The ancients invented myths to express what they didn’t understand. These witty fables, elegantly written and full of sharp-eyed observation of modern life, are also visionary explorations of potent mysteries and strange passions, charged with the hallucinatory beauty and horror of their originals.
PECULIAR GROUND
Shortlisted for The Ondaatje Prize Longlisted for the Desmond Elliott Prize
‘Unlike anything I’ve read. Haunting and huge, and funny and sensuous. It’s wonderful’
Tessa Hadley
'Peculiar Ground is so clever and beautifully written it gripped me from start to end. I abandoned family and work to finish it.' Roddy Doyle
'Lucy Hughes-Hallett's novel is immensely vivid, full of rich and deeply imagined life, and glowing with energy. Her Wychwood estate is utterly real, her characters (both seventeenth- and twentieth-century) entirely convincing, and the story moves with a masterful assurance. There’s a calm virtuosity in the language that I admired a great deal. I just enjoyed it so very much.' Philip Pullman
It is the 17th century and a wall is being built around a great house. Wychwood is an enclosed world, its ornamental lakes and majestic avenues planned by Mr Norris, landscape-maker. A world where everyone has something to hide after decades of civil war, where dissidents shelter in the forest, lovers linger in secret gardens, and migrants, fleeing the plague, are turned away from the gate.

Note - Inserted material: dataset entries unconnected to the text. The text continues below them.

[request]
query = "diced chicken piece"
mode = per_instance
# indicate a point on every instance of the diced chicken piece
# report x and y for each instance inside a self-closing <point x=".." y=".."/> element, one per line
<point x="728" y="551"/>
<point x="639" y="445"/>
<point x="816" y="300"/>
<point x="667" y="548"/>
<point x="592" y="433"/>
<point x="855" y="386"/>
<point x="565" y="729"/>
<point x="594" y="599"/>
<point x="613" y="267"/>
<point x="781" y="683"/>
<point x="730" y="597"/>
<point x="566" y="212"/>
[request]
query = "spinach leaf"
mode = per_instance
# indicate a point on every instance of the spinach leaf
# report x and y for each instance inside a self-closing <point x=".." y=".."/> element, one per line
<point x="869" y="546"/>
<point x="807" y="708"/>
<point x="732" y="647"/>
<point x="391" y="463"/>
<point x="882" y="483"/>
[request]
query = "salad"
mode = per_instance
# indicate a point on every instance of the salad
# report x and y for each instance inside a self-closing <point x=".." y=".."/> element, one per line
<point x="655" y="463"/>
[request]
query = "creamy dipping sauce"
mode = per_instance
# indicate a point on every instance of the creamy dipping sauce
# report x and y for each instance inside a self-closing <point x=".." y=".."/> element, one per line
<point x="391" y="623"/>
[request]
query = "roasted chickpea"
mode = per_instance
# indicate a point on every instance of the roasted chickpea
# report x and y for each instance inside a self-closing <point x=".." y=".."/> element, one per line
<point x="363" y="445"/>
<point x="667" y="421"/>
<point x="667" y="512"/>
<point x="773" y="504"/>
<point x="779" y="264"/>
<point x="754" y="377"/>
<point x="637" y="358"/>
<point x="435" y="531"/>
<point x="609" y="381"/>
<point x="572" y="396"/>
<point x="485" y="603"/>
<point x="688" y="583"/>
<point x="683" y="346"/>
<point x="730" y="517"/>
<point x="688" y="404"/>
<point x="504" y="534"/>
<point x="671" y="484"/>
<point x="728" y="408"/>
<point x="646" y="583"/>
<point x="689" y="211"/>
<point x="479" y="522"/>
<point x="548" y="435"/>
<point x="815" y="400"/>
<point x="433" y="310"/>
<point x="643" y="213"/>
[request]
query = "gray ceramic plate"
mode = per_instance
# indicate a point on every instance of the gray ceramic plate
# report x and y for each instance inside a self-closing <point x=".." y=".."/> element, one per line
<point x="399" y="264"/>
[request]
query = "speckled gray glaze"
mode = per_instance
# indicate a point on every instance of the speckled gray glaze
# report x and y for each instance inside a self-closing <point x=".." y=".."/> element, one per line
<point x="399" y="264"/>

Three centuries later, another wall goes up overnight, dividing Berlin, while at Wychwood, over one hot, languorous weekend, erotic entanglements are shadowed by news of historic change. A little girl, Nell, observes all.
Nell grows up and Wychwood is invaded. There is a pop festival by the lake, a TV crew in the dining room and a Great Storm brewing. As the Berlin wall comes down, a fatwa signals a different ideological faultline and a refugee seeks safety in Wychwood.
From the multi-award-winning author of the The Pike comes a breathtakingly ambitious, beautiful and timely novel about game keepers and witches, agitators and aristocrats, about young love and the pathos of aging, and about how those who wall others out risk finding themselves walled in.